Accused of theft and destruction by rival diggers and by the Egyptian authorities, Auguste Mariette began to rebury his finds in the desert to keep them from these competitors. Instead of manuscripts, official French funds were now advanced for the prosecution of his researches, and he remained in Egypt for four years, excavating, discovering — and despatching archaeological treasures to the Louvre. Upon his return to France, Mariette was promoted to the post of curator at the Louvre. But, Mariette became dissatisfied with a purely academic role after his discoveries at Saqqara.[3]

The Sphinx with Auguste Mariette (seated, far left) during the visit of Pedro II of Brazil to the Giza Necropolis at the end of 1871.
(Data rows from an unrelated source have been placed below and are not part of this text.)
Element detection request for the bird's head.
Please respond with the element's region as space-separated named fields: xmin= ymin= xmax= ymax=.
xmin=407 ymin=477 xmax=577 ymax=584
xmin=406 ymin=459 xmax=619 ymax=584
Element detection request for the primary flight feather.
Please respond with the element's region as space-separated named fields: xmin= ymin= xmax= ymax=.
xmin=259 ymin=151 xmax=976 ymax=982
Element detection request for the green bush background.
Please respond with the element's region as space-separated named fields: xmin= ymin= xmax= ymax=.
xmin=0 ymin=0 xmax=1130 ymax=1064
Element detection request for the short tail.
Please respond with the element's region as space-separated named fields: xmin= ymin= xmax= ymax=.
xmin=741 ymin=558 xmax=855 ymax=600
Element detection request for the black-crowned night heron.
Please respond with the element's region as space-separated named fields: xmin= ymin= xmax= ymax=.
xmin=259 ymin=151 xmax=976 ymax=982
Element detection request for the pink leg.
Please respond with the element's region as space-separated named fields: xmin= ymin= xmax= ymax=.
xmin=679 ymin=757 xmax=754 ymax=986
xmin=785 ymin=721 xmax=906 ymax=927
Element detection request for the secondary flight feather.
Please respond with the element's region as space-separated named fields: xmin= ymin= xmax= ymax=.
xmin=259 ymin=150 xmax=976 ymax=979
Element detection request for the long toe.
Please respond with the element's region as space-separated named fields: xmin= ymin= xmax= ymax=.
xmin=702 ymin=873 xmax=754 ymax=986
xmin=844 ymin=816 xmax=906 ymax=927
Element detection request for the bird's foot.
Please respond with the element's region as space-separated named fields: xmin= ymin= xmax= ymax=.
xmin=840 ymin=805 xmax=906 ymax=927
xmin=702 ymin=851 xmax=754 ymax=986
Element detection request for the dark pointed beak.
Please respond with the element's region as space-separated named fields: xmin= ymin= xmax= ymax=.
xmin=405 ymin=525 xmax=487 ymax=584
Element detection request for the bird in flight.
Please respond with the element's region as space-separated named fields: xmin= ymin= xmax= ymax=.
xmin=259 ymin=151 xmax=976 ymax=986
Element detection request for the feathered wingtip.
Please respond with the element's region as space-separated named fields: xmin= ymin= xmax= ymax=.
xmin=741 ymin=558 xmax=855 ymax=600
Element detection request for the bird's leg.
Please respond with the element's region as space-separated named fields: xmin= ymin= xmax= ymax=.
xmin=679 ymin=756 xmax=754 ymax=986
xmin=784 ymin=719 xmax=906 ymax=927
The Sphinx with Auguste Mariette (seated, far left) during the visit of Pedro II of Brazil to the Giza Necropolis at the end of 1871.

Conservator of Monuments

Accepting the position of conservator of monuments from the Egyptian government, Mariette in 1858 settled in Egypt, where he remained for the rest of his life. He eliminated unauthorized excavation, thereby securing a virtual monopoly on archaeological investigation, and he restricted the sale and export of antiquities in order to preserve new discoveries for the Egyptian nation. In 1859 Mariette succeeded in persuading the Ottoman viceroy of Egypt to establish a museum at Būlāq, near Cairo, to house what became the world’s foremost repository of Egyptian antiquities, the Egyptian Museum.[2] In 1860, he set up 35 new dig sites, whilst attempting to conserve already-dug sites. This was aided by the fact that no rivals were permitted to dig in Egypt, a fact that raised much protest among the British and Germans.[3] Among many other discoveries and findings, Mariette also cleared the sands around the famous Sphinx down to the bare rock, and in the process discovered the famous granite and alabaster monument, the “Temple of the Sphinx“.

Later Life

In 1869, at the request of the Khedive, Mariette wrote a brief plot for an opera, which was later revised into the scenario by Camille du Locle. The plot was later developed by Giuseppe Verdi [5], who adopted it as a subject for his opera Aida. For this production, Auguste Mariette and du Locle oversaw the scenery and costumes, which were intended to be inspired by the art of ancient Egypt. Aida was to be premièred to mark the opening of the Suez Canal, but was delayed until 1871.[3,9] Mariette was raised successively to the rank of bey and pasha, and European honors and orders were bestowed on him. Mariette died in Cairo 0n January 18, 1881, at age 59, and was interred in a sarcophagus in the courtyard of the Cairo Museum.  Overall, Auguste Mariette had excavated 300 tombs in Saqqarah and Giza, cleared many sites in Egypt and Nubia, and found about 15,000 objects. His last work was published after his death under the control of Gaston Maspero, Mastabas of the Old Empire.